A “dark pool” is a privacy-preserving exchange that allows traders to swap assets without revealing details about their orders before or after the trade. Dark pools are popular in traditional finance where they’re used to settle large trades without price impact, spread, or the risk of arbitrage.
Renegade is the first on-chain dark pool, leveraging ZK-MPC privacy tech to fully obfuscate order details and provide optimal pricing for crypto trades.
How dark pools work
Dark pools use a crossing network model to match buy and sell orders without exposing order details to the public market. This prevents traders from taking advantage of order information, especially for large orders which may sit on an order book open for a long time or be predictably sold off through strategies like VWAP.
The closed nature of dark pools also means that orders match only with counter-flow. This prevents price impact and spread, which would normally be incurred on a traditional “lit” order book or through an OTC venue.
In traditional finance, dark pools account for 30%-50% of equities volume. Most dark pools are run by by large firms like Morgan Stanley and Goldman Sachs, but there are also independent dark pool brokers.
An important feature of dark pools is that they use a midpoint-peg pricing strategy. Rather than doing their own price discovery, dark pools derive prices from existing public exchanges. This guarantees that traders get optimal prices for their trades regardless of their trade size.
Dark pools in crypto
Blockchain exchanges show the current order state, but they also preserve all past state in public, queryable blockchain data. Even future state can sometimes be probabilistically predicted through the mempool.
Blockchain traders encounter the same challenges found in traditional finance including price impact, quote spread, and quote fading, but they also face some additional disadvantages:
- MEV: Known as DeFi’s “hidden tax,” MEV is a form of price exploitation caused by block producers reordering transactions within a block. This allows for front running similar to that of high-frequency traders in traditional finance, but full state leakage prior to block production enables even more severe price exploitation.
- Counterparty Discrimination: Since blockchain trades are public, sophisticated traders can deduce the identities of traders in many cases and make strategic trades against them based on more than purely economic factors.
- Statistical Arbitrage: A public ledger of trades allows sophisticated traders to tune in to patterns and statistically arbitrage large traders by, for example, front-running fixed-interval trades.
While many attempts have been made to mitigate price exploitation on public blockchains, entirely obfuscated trades were not possible before Renegade.
Renegade: Crypto’s first dark pool
Renegade is the first on-chain dark pool.

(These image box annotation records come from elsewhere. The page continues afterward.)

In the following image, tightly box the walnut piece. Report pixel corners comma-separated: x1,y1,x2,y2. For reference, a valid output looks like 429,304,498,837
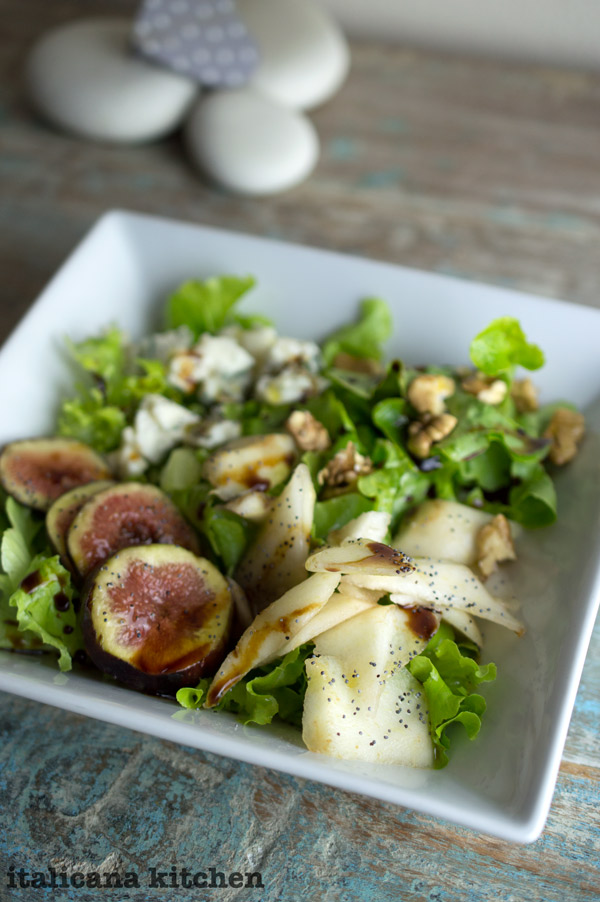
407,413,458,458
461,373,508,405
544,407,585,467
285,410,331,451
475,514,517,580
317,442,373,486
510,379,540,413
407,373,456,416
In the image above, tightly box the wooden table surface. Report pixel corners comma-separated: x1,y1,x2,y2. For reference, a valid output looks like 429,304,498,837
0,0,600,902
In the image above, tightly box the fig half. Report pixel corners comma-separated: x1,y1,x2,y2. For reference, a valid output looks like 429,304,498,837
46,479,114,558
83,545,233,693
67,482,198,576
0,438,111,510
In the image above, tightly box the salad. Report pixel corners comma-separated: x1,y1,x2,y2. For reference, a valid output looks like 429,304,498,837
0,276,584,767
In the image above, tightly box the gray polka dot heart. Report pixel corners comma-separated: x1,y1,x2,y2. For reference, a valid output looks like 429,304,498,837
132,0,258,88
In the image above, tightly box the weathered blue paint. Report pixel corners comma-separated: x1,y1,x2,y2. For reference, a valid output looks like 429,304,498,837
326,136,361,161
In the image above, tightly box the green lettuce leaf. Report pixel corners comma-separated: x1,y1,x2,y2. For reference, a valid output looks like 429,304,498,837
0,498,83,670
9,555,84,670
0,498,42,594
357,439,430,532
57,328,181,453
470,316,544,376
407,623,496,768
67,326,126,383
177,642,314,726
313,492,373,539
167,276,255,338
57,388,127,454
323,298,393,365
200,497,255,575
508,464,557,529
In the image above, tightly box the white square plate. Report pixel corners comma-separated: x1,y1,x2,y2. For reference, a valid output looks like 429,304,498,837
0,212,600,842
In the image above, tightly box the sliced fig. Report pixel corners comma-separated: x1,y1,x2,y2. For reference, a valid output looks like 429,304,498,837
46,479,114,558
0,438,111,510
67,482,199,576
83,545,233,693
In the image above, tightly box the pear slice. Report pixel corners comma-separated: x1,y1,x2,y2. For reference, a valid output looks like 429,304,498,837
343,558,525,636
443,608,483,648
281,589,378,655
306,539,414,585
235,464,316,613
302,605,433,767
392,498,521,566
206,573,340,708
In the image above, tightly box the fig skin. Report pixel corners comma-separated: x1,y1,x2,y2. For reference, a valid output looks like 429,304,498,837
46,479,114,560
0,438,112,511
82,545,234,695
67,482,199,577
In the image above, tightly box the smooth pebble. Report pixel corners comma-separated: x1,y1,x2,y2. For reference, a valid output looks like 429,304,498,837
186,88,319,195
27,18,198,143
237,0,350,110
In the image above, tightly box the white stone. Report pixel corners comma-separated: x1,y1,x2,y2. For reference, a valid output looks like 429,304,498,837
237,0,350,110
186,88,319,195
27,18,198,143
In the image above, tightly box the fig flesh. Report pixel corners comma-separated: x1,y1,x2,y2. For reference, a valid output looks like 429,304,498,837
67,482,198,576
83,545,233,693
46,479,114,558
0,438,111,510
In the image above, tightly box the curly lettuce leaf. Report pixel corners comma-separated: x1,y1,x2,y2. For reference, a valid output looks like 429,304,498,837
167,276,255,338
0,497,42,595
407,623,496,768
67,326,126,383
507,464,557,529
470,316,544,376
0,498,83,670
323,298,393,365
9,555,83,671
177,642,314,726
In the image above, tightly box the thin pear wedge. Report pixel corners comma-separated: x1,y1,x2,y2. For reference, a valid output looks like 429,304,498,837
302,605,433,767
392,498,521,566
343,558,525,636
206,573,340,708
235,464,316,613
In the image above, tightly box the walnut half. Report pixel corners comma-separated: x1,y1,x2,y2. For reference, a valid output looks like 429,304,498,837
544,407,585,467
462,373,508,406
407,413,458,458
407,373,456,416
476,514,517,580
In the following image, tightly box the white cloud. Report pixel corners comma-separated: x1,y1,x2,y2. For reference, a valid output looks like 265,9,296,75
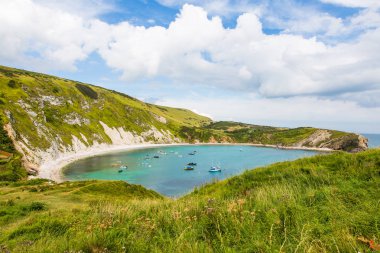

Thanks to ZK-MPC technology, all trades on the platform are kept private throughout their entire life cycle from order creation to liquidity matching and settlement. Orders are settled using zero-knowledge proofs so no information about individual trades, balances, or wallets is available on-chain even post-trade.
Renegade brings the privacy guarantees of TradFi dark pools to DeFi and it’s open to all crypto traders, not just whales and institutions.